Ship operator and manager Vroon asked Berg Propulsion to investigate the possibility of optimising the propulsion system on its container vessel, MV Indian Express. Advanced simulation tools were used to develop a new propeller geometry thorugh which a 22 per cent fuel saving overall could be achieved.

The ship was originally fitted with a controllable pitch propeller manufactured by ZF. The aim of the retrofit was to secure the sustainability benefits available through greater ship efficiency, ahead of the IMO’s Energy Efficiency Ship Index (EEXI) and Carbon Intensity Indicator (CII).

Also read: Berg Propulsion to centre marine propulsion manufacturing in Sweden

Defining the vessel’s operational profile

‘In close cooperation with the ship owner and ship operator, we analysed the vessel’s current and future operational needs and defined its operation profile,’explains David Sakandelidze, Berg Propulsion Business Manager – Energy and Efficiency. ‘Next, the performance of the original propeller blades was benchmarked against the vessel’s defined operation profile.’

After developing the new propeller geometry, which modelling showed would achieve remarkably superior performance with regards to the new operation profile anticipated for the ship.

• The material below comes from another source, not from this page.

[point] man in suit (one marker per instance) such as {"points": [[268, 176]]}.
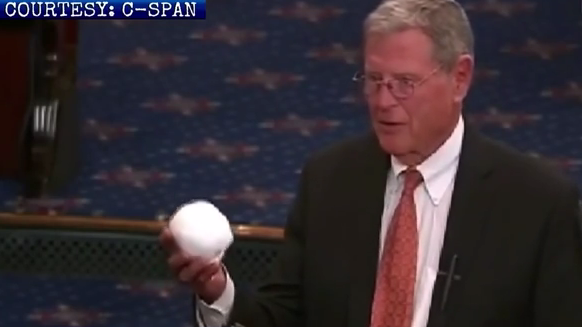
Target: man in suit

In line with these findings, Berg Propulsion designed blades tailored for the operation, improving efficiency significantly, according to Sakandelidze.

He adds: ‘Efficiency gains are made for much of the time and, at 12 knots, the new blades achieve up to fifty per cent higher efficiency than the ones they replace.’

With performance improved at the speeds most commonly required during operations, Indian Express would achieve a 22 per cent fuel saving overall, as well as lower emissions that should go farther than the requirements of the IMO’s CII goals for 2026.